Bryng Bryngelson, '16

Dr. Bryngelson was born in Otisco, Minnesota, and received a B. A. degree from Carleton in 1916. Following service in World War I, he returned to his alma mater as instructor of speech in 1919-20. After work at Yale and the State University of Iowa, he was named professor of speech and psychology at Hanover College in 1924. He returned to the Iowa school and received an M. S. in 1926. After a year at the University of Wisconsin, he settled at the University of Minnesota, where he founded and directed the University's Speech Clinic in 1927. In 1931 he received the Ph.D. in clinical psychology from the State University of Iowa.

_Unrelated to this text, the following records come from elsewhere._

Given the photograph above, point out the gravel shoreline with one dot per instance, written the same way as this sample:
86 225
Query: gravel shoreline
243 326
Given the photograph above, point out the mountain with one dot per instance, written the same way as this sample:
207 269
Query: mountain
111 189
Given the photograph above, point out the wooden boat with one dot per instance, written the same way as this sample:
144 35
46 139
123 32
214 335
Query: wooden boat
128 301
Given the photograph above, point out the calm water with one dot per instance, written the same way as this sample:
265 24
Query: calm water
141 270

At Minnesota he established the speech clinic in the Department of Pediatrics, and became clinical professor of pediatrics. In 1945 he founded the Aphasia Clinic at the V. A. Hospital. In 1960 Dr. Bryngelson was named professor emeritus, speech and clinical professor of pediatrics at the University. He has been visiting professor at Northwestern, the universities of Florida, Buffalo, Syracuse, Hawaii and Colorado.

Dr. Bryngelson, whose 1960 retirement was short-lived, is author or co-author of Know Yourself, Speech in the Classroom, Getting Next to Yourself, and Clinical Group Therapy for Problem People, and over 100 articles. He is also past president of the American Speech and Hearing Association. He holds, among others, membership in Sigma Xi, the American Medical Writers Association, American Men of Science, and Leaders in American Education.

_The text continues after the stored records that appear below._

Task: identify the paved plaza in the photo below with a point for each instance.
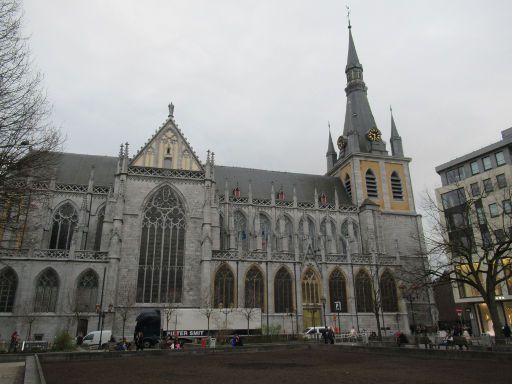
(279, 367)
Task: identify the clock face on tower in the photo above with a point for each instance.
(342, 142)
(373, 134)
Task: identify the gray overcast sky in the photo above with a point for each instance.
(257, 81)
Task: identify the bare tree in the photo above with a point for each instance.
(473, 242)
(207, 307)
(27, 137)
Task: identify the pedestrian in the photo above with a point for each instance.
(13, 347)
(139, 340)
(506, 331)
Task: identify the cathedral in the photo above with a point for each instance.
(158, 227)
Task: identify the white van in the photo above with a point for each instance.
(314, 332)
(93, 338)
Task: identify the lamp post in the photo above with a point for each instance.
(101, 314)
(323, 300)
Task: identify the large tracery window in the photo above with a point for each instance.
(241, 235)
(388, 293)
(254, 288)
(87, 291)
(283, 294)
(310, 288)
(8, 286)
(338, 290)
(162, 247)
(47, 290)
(224, 288)
(364, 293)
(64, 222)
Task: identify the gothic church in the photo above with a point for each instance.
(161, 226)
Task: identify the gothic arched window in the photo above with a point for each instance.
(264, 231)
(348, 185)
(283, 294)
(338, 290)
(396, 186)
(8, 286)
(162, 249)
(224, 239)
(64, 222)
(364, 292)
(371, 184)
(87, 292)
(224, 288)
(99, 228)
(388, 294)
(310, 288)
(254, 288)
(241, 235)
(47, 290)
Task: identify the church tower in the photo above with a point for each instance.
(364, 165)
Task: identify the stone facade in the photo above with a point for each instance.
(242, 219)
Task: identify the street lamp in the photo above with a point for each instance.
(324, 300)
(101, 313)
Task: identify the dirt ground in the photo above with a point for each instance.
(277, 367)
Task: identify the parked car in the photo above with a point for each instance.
(314, 332)
(93, 338)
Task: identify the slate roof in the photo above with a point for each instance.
(75, 169)
(261, 184)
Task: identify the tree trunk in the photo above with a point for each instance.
(496, 321)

Professor Bryngelson is widely known as one of the world's pioneers in the field of speech pathology. He has also done considerable research on the subjects of stuttering and left-handedness--its genetics and relationship to communications disorders. While contemplating full retirement, he is presently at work on still another book.

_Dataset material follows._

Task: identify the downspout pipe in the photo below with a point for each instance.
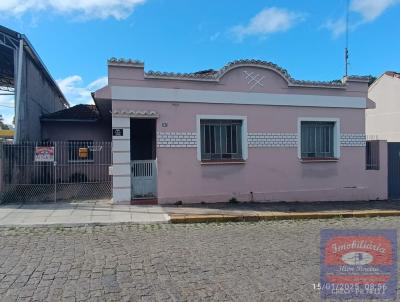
(18, 94)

Bernice White, Ed., editor, Who's Who in Minnesota - 1958 (Seattle, WA: Hugh L. White, 1958). included the following biographical information:

Speech Pathologist
b Otisco Minn Apr 22 1892; s of August and Ida (Nelson); m Arminda Mowre of Mpls Sept 13 1922; ch, William Mowre; m Virginia Caldwell 1948; 3 grandch; educ, pub schs Minn & Wis, Carleton Coll BA 1916, State U of Ia MA 1926, PhD 1931, pg wk U of Wis & Yale U; hs prin Belfield ND 1916-17, Fosston Minn 1917-18; instr Carleton Coll Northfield Minn 1918-19; prof Hanover Coll Hanover Ind 1922-24; instr State U of Ia Ia City 1924-26; F U of Wis Madison 1926-27; prof & dir Speech Clinic U of M Mpls 1927-51; prof of speech & dir speech path U of M 1951---; consultant VA Aphasia Clinic 1946---; mem NW Ped Soc, Psi Chi, Amer Speech & Hearing Assn; p pres & treas ibid; mem Minn Soc of Speech Clinicians, Sigma Xi, Bd of Edits Midw Speech Publ, Speech Assn of Amer, Amer Med Writers Assn; p mem AAAS, Amer Psych Assn, Amer Genetic Assn; visiting prof U of Colo summers 1938-42m NW Univ summer 1946; exch prof U of Fla 1950; serv Inf Hdqrs Co WW 1; auth bks & over 100 articles on speech; hobbies, travel, sports, summer lake life; Indep; home, 4932 S Oliver Ave; ofc U of M, Mpls.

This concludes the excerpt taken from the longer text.